Assembly and baking:
- Preheat the oven to 177°C (350°F). Line a rimmed baking sheet with parchment paper.
- Remove pie dough from refrigerator and rest on counter for ten minutes before rolling out.
- On a well-floured surface, roll out the dough until it is at least 13 inches in diameter.
- Trim the dough to form a 33 cm (13-inch) diameter circle and transfer to the parchment-covered baking sheet. Sprinkle the spice mixture evenly across the dough.
- Using a fork, mark 4 cm (1.5 inches) into the pie dough to ensure sufficient pie dough is left on the edge to wrap over the apples.

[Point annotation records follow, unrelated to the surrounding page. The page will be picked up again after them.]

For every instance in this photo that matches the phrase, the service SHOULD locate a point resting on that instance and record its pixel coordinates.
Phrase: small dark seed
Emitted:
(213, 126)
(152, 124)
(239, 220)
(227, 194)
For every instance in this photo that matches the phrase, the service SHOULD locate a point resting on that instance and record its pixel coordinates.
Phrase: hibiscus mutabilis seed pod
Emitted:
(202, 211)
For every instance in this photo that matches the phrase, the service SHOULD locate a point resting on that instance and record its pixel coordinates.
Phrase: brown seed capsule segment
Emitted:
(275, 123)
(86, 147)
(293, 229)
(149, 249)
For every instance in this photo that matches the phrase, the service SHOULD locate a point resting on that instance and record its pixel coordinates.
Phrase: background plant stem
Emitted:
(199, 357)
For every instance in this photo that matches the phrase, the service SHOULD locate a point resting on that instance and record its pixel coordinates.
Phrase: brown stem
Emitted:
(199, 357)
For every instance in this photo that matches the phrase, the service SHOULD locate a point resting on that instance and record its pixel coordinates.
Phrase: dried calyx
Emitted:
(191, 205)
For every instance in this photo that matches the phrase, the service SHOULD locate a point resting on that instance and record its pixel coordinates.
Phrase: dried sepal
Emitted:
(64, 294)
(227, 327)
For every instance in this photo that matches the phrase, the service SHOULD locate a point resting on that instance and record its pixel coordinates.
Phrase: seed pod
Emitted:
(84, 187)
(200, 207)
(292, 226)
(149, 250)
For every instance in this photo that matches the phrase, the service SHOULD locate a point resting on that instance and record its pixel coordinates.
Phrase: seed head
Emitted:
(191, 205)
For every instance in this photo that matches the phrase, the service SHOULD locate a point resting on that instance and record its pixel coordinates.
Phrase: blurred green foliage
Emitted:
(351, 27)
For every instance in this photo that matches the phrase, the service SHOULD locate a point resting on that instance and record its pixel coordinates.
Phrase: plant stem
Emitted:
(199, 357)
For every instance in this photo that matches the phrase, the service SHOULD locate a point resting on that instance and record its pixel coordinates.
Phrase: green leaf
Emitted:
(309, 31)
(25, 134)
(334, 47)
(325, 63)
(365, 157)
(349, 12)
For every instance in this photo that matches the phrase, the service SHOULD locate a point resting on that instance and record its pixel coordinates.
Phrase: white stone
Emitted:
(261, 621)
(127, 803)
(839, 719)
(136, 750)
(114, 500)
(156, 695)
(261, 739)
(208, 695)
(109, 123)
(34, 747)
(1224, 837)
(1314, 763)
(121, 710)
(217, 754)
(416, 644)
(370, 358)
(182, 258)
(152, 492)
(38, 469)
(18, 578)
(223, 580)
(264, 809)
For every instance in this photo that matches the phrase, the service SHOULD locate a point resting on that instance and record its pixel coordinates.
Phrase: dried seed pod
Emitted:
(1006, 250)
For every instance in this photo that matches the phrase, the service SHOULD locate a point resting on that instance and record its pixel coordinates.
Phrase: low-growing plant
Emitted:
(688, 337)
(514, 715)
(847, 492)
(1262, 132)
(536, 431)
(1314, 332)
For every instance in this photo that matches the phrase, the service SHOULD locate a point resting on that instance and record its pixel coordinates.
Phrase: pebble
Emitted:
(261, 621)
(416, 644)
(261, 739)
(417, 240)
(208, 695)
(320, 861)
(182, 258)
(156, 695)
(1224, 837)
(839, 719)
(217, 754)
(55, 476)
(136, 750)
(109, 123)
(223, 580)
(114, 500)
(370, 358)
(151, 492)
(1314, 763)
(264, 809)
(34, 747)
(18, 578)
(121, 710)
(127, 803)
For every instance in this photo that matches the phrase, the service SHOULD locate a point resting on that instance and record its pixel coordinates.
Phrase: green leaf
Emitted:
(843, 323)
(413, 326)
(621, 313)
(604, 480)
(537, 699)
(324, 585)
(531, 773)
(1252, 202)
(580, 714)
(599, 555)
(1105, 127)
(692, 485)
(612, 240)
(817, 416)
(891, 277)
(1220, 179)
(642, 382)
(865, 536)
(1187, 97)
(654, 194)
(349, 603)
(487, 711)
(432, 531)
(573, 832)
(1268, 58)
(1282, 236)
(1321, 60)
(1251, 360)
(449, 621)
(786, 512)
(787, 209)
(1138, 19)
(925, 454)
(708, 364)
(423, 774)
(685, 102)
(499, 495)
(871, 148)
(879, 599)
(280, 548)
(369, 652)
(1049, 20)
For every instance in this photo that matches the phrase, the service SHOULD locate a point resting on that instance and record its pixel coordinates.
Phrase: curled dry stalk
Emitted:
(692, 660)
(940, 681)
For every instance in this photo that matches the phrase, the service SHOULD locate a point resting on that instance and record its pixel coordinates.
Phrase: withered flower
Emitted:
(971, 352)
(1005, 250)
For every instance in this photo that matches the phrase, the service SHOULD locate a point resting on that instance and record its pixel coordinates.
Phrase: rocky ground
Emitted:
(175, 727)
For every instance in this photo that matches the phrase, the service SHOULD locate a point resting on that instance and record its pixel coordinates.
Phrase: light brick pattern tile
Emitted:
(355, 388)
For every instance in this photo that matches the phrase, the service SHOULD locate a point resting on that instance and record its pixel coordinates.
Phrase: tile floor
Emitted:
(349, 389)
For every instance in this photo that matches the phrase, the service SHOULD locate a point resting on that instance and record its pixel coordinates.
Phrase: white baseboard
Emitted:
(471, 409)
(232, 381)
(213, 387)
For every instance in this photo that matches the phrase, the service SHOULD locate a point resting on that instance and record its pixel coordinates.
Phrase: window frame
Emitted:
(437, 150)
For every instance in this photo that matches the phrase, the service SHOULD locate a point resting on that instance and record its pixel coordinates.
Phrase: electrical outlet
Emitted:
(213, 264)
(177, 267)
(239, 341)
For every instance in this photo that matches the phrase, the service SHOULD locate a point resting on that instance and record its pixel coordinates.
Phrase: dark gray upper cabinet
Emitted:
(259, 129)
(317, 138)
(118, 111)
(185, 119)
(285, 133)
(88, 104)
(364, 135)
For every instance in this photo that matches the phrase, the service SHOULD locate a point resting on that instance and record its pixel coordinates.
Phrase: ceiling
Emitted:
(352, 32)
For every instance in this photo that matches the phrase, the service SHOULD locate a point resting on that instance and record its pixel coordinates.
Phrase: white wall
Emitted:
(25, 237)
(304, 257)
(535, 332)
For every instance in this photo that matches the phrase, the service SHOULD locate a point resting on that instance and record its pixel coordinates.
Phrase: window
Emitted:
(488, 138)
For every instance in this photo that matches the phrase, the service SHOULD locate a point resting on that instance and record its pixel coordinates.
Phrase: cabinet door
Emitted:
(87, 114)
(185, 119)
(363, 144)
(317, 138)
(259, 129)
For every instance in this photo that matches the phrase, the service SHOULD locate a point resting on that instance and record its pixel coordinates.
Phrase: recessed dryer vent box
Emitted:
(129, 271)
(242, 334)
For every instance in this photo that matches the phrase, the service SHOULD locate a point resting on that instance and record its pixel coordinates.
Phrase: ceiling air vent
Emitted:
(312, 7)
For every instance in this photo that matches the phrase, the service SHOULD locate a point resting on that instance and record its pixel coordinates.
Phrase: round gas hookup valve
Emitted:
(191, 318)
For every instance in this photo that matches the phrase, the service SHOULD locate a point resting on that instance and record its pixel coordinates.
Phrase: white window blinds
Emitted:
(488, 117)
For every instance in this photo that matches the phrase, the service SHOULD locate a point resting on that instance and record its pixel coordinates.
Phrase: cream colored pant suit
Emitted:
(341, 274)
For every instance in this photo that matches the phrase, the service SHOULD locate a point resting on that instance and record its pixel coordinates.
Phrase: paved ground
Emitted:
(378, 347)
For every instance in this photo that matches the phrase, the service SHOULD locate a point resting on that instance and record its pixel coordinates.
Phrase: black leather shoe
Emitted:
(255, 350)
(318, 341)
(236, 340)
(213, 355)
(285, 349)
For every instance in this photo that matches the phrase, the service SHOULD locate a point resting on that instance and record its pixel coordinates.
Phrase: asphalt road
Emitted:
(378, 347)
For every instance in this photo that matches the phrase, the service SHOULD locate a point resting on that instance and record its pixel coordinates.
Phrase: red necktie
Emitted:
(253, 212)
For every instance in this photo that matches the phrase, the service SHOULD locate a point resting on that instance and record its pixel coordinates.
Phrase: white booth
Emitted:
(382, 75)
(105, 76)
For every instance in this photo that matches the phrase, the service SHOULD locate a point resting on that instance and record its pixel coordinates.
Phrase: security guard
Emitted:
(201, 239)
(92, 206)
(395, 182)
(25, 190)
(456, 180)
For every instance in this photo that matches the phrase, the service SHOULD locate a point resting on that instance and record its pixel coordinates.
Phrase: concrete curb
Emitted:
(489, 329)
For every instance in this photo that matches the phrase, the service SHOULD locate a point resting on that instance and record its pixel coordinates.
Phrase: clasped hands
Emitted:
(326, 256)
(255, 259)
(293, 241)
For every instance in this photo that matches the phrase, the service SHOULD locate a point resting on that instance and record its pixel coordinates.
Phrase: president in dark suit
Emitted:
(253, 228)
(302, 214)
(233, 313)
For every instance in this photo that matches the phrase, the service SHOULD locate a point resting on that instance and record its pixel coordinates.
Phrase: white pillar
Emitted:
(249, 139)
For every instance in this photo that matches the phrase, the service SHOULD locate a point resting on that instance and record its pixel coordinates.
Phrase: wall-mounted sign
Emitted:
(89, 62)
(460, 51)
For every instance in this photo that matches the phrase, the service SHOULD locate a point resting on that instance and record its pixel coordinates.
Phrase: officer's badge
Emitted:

- In a pattern of your choosing, overlap the thinly sliced apples on the pie dough. For best results, tightly overlap the apple slices (the thinness of the apples allows for you to easily design your own pattern).
- Cut slits into the sides of the pie dough every 8 cm (3 inches) to create flaps. First fold over every other flap, then fold up the remaining flaps. This ensures a nice round, galette with an attractive border. With moistened fingers, seal the outer edges where the flaps meet.
- Using a pastry brush, paint the beaten egg over the folded-over pie dough.
- With a clean brush, paint the melted butter over the apples, and sprinkle with sugar.
- Bake until golden brown and fragrant, about 60 minutes. Allow to rest for at least 15 minutes before serving.
*A rimmed baking sheet for the galette will protect your oven in the likely event that the galette leaks juices during baking.